Giacomoni also uses this project to provide hands-on experience for some of his students, who work as research assistants. Travis Lung, a senior civil engineering student, says he feels honored to work on the project with him.
"Dr. Giacomoni actively mentors and pushes me to develop new and stronger skills," said Lung, a nontraditional undergraduate who already has many years of career experience under his belt. "He is open to team collaboration, making it easy to work through issues and brainstorm new ideas effectively. Working for him is an amazingly positive experience."
Beyond UTSA, Giacomoni extends his expertise to the wider city through his research with SAWS, San Antonio Water System. He recently wrapped up a two-year project with SAWS that requires locating and replacing pipes that no longer can handle the flow of wastewater. With more than 5,000 miles of pipes running through the city, SAWS is required to replace old and damaged pipes that overflow when too much storm water leaks into the system. Giacomoni's research is developing a new methodology to identify where overflows are most likely to happen and provide recommendations on the best way to handle replacement.
"If the overflow occurs in a certain location, we need to enhance those areas by putting in bigger pipes," Giacomoni said. "But that will cause water to flow faster downstream, which might cause more problems. Our methodology is beneficial because we're looking at the area holistically. We're looking at solutions that would fix local problems, but not cause more problems downstream."
His research focused on the north intersection of Loop 410 and Interstate Highway 35, an area that encompasses 161 miles of pipes—about 3 percent of the city's total pipes. He used computer-based models to develop mathematical algorithms that can determine where to replace pipes, the diameter the new pipes should be, and the minimum cost for SAWS to achieve its objective.
The algorithm development is an evolutionary process— meaning Giacomoni develops a solution and then tests it to develop better ones. He combines the best results until the research evolves into the near-optimal solution.
"We get to the point where we're confident that these solutions are best in terms of cost and eliminating overflows," Giacomoni said. "We're enhancing this algorithm to calculate solutions faster than what we can do now. We have thousands of miles of pipes in the city, and it would take the computer a very long time to find the solution." Giacomoni extended his original agreement with SAWS to test one more area—west of Interstate Highway 10, near downtown. After completing the final test, he will turn over the algorithm to SAWS for testing in any area of the city to determine the best solution for replacing damaged pipes and stopping wastewater overflows. He's also discussing future projects with SAWS about the possibility of using underground tanks as detention storage for wastewater—an idea that would require some analysis to determine whether it's a viable solution.

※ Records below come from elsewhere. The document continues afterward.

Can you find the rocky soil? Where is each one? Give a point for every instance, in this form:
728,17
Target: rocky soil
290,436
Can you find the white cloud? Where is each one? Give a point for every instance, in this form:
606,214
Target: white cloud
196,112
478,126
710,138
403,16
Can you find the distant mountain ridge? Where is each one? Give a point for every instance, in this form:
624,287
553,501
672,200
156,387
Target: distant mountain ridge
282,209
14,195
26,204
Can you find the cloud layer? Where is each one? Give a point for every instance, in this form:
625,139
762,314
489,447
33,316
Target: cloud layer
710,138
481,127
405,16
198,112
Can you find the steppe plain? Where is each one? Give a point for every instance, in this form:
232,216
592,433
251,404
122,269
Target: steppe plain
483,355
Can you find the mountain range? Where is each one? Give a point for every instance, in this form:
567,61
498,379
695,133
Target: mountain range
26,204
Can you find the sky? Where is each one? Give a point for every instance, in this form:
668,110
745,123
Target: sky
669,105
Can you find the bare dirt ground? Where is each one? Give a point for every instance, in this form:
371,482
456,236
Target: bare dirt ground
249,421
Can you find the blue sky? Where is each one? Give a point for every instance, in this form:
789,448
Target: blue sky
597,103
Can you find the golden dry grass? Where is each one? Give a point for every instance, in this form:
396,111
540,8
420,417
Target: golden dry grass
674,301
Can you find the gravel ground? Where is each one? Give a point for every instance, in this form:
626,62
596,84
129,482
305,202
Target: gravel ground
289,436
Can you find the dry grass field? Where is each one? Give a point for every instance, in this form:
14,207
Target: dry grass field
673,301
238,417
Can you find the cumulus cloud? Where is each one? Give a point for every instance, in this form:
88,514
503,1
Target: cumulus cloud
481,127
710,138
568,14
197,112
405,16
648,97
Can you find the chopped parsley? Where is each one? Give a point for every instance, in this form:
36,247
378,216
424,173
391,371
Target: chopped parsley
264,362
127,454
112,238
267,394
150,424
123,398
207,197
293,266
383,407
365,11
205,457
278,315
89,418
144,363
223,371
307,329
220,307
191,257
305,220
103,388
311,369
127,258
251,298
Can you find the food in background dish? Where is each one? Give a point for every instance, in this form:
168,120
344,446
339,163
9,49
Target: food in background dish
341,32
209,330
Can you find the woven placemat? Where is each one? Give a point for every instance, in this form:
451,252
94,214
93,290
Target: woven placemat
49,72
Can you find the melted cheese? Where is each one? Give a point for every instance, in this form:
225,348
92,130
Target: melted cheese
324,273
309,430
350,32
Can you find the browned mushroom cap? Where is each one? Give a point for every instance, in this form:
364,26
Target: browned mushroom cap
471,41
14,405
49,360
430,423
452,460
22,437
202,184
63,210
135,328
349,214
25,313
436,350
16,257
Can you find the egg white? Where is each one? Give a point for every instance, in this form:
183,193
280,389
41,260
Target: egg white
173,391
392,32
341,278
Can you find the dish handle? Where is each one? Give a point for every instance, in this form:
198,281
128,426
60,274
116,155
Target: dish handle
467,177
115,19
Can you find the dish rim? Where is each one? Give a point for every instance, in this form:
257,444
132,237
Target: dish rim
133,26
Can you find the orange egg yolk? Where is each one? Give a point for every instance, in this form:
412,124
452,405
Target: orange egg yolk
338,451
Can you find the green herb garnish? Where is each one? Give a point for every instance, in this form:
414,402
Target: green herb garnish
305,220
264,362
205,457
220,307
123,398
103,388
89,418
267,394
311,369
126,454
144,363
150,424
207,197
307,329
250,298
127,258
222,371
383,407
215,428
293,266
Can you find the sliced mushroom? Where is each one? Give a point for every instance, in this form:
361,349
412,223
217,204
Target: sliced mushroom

Beyond his research, Giacomoni also enjoys his work as an educator at UTSA. He finds it more immediately rewarding, seeing students motivated and learning on a daily basis, rather than waiting months or years for success in research projects. His students also appreciate his enthusiasm in the classroom.
"He has an impressive capacity to stimulate students to ask questions and get involved with the class," said Bruno Itaquy, who graduated in May with his Master of Science in Civil Engineering. "I'm an international student like Dr. Giacomoni was a few years ago, and I'm inspired by his career and personal achievements because it's a clear example of how to be resilient and successful, showing that it's possible if it's something you want for your life."
While working toward his own degree, Giacomoni also participated in research—four years, in fact, which is relatively unusual as an undergraduate. He earned his bachelor's and master's degrees in Brazil, his native country, and decided to come to the United States to pursue his doctorate in civil engineering at Texas A&M University.
Besides the satisfaction of earning the degree, he's happy he attended the university for another reason— it's where he met his wife, Laura, who works in UTSA's development office. The couple lived in Brazil for four months before he went to work at UTSA, in which time she became fluent in Portuguese. Now, they are teaching their one-year-old son both English and Portuguese.
"With a young son at home, I've been more organized and productive," Giacomoni said. "They change your life, and there's no five minutes I can waste. I'm either taking care of him or doing research. These are busy, but enjoyable times."